Anomaly Detection

Analytics Zoo provides pre-defined models based on LSTM to detect anomalies in time series data. A sequence of values (e.g., last 50 hours) leading to the current time are used as input for the model, which then tries to predict the next data point. Anomalies are defined when actual values are distant from the model predictions.


  1. Keras style models, could use Keras style APIs(compile and fit), as well as NNFrames or BigDL Optimizer for training.
  2. Models are defined base on LSTM.

Build an AnomalyDetction model

You can call the following API in Scala and Python respectively to create an AnomalyDetrctor model


val model = AnomalyDetector(featureShape, hiddenLayers, dropouts)


from zoo.models.anomalydetection import AnomalyDetector
model = AnomalyDetector(feature_shape=(10, 3), hidden_layers=[8, 32, 15], dropouts=[0.2, 0.2, 0.2])

Unroll features

To prepare input for an AnomalyDetector model, you can use unroll a time series data with a unroll length.

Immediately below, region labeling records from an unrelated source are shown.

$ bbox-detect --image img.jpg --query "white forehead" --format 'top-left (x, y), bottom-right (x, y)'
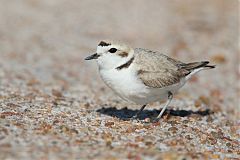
top-left (97, 44), bottom-right (129, 53)
top-left (97, 46), bottom-right (110, 53)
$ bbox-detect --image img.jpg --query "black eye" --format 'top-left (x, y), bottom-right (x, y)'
top-left (109, 48), bottom-right (117, 53)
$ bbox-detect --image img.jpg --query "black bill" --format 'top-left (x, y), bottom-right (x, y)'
top-left (85, 53), bottom-right (100, 60)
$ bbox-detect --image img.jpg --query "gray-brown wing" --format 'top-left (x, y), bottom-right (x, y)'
top-left (134, 48), bottom-right (189, 88)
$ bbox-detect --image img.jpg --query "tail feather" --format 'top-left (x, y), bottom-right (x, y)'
top-left (180, 61), bottom-right (215, 71)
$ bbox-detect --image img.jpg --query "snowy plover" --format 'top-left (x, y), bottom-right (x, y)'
top-left (85, 41), bottom-right (215, 120)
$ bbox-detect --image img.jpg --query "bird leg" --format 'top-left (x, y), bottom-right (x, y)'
top-left (131, 104), bottom-right (147, 119)
top-left (156, 91), bottom-right (173, 121)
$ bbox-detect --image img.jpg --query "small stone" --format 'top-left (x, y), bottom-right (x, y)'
top-left (105, 121), bottom-right (114, 127)
top-left (168, 127), bottom-right (178, 133)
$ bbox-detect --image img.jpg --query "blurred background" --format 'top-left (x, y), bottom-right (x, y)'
top-left (0, 0), bottom-right (240, 158)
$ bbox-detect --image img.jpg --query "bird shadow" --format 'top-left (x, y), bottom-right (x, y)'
top-left (97, 107), bottom-right (213, 120)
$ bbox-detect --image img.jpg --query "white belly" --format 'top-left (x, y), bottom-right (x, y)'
top-left (100, 68), bottom-right (185, 104)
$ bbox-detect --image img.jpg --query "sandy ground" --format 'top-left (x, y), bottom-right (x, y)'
top-left (0, 0), bottom-right (240, 160)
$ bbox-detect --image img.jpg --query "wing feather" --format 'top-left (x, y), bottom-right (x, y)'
top-left (134, 48), bottom-right (190, 88)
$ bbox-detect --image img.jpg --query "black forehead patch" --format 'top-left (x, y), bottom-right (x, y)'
top-left (98, 41), bottom-right (111, 46)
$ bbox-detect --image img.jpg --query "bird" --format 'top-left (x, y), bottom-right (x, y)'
top-left (85, 40), bottom-right (215, 121)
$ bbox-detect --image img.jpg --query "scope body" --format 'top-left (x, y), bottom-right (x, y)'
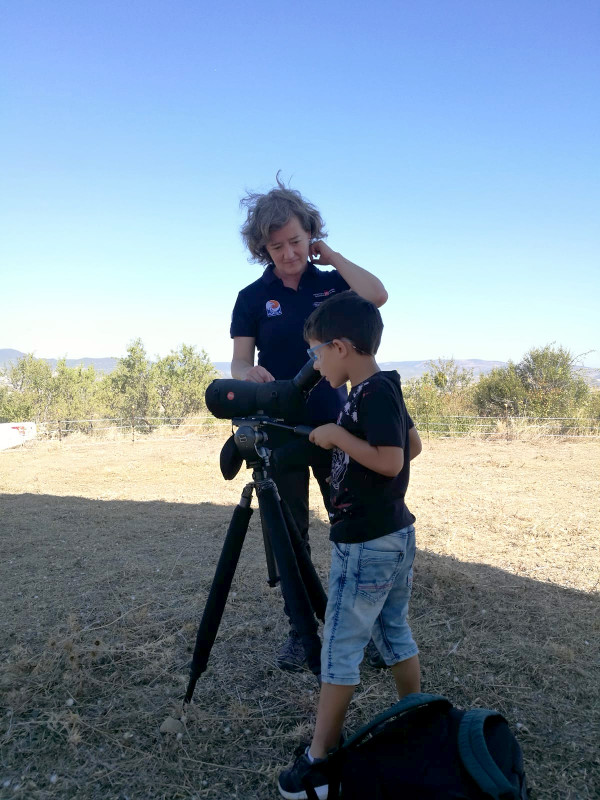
top-left (205, 360), bottom-right (321, 424)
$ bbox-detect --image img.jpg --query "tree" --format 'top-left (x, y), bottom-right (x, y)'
top-left (0, 353), bottom-right (53, 422)
top-left (51, 358), bottom-right (98, 427)
top-left (474, 344), bottom-right (590, 417)
top-left (103, 339), bottom-right (158, 419)
top-left (427, 358), bottom-right (473, 394)
top-left (151, 344), bottom-right (218, 418)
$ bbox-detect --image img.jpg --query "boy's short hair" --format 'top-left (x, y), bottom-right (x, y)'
top-left (304, 290), bottom-right (383, 356)
top-left (240, 170), bottom-right (327, 265)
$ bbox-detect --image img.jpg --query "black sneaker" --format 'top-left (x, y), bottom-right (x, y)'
top-left (278, 747), bottom-right (329, 800)
top-left (277, 630), bottom-right (306, 672)
top-left (365, 639), bottom-right (387, 669)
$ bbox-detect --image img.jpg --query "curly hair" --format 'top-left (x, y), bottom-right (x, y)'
top-left (240, 170), bottom-right (327, 265)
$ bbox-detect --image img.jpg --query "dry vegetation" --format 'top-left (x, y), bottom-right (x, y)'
top-left (0, 438), bottom-right (600, 800)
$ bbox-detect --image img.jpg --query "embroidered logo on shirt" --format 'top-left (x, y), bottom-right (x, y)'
top-left (313, 289), bottom-right (335, 297)
top-left (266, 300), bottom-right (282, 317)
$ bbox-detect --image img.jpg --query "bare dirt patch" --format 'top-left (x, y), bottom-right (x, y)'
top-left (0, 438), bottom-right (600, 800)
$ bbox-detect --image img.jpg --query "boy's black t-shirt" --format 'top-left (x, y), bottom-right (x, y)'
top-left (329, 371), bottom-right (415, 543)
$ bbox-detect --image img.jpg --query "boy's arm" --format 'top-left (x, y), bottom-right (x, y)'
top-left (408, 425), bottom-right (423, 461)
top-left (309, 422), bottom-right (404, 478)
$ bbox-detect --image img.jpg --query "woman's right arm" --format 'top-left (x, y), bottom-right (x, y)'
top-left (231, 336), bottom-right (275, 383)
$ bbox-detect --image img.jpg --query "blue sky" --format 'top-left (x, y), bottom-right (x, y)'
top-left (0, 0), bottom-right (600, 366)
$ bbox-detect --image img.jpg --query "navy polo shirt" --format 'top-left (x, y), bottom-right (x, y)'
top-left (230, 262), bottom-right (350, 424)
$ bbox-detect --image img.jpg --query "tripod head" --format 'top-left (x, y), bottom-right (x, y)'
top-left (220, 414), bottom-right (312, 481)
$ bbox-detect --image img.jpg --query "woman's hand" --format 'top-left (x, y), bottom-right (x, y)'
top-left (308, 239), bottom-right (339, 267)
top-left (308, 422), bottom-right (340, 450)
top-left (244, 364), bottom-right (275, 383)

val unrolled = AnomalyDetector.unroll(dataRdd, unrollLength, predictStep)


unrolled = AnomalyDetector.unroll(data_rdd, unroll_length, predict_step)

Detect anomalies

After training the model, it can be used to predict values using previous data, then to detect anomalies. Anomalies are defined by comparing the predictions and actual values. It ranks all the absolute difference of predictions and actual values with descending order, the top anomalySize data points are anomalies).


val anomalies = AnomalyDetector.detectAnomalies(yTruth, yPredict, amonalySize)


anomalies = AnomalyDetector.detect_anomalies(y_truth, y_predict, anomaly_size)

Save Model

After building and training an AnomalyDetector model, you can save it for future use.


model.saveModel(path, weightPath = null, overWrite = false)


model.save_model(path, weight_path=None, over_write=False)

Load Model

To load an AnomalyDetector model (with weights) saved above:


AnomalyDetector.loadModel[Float](path, weightPath = null)


AnomalyDetector.load_model(path, weight_path=None)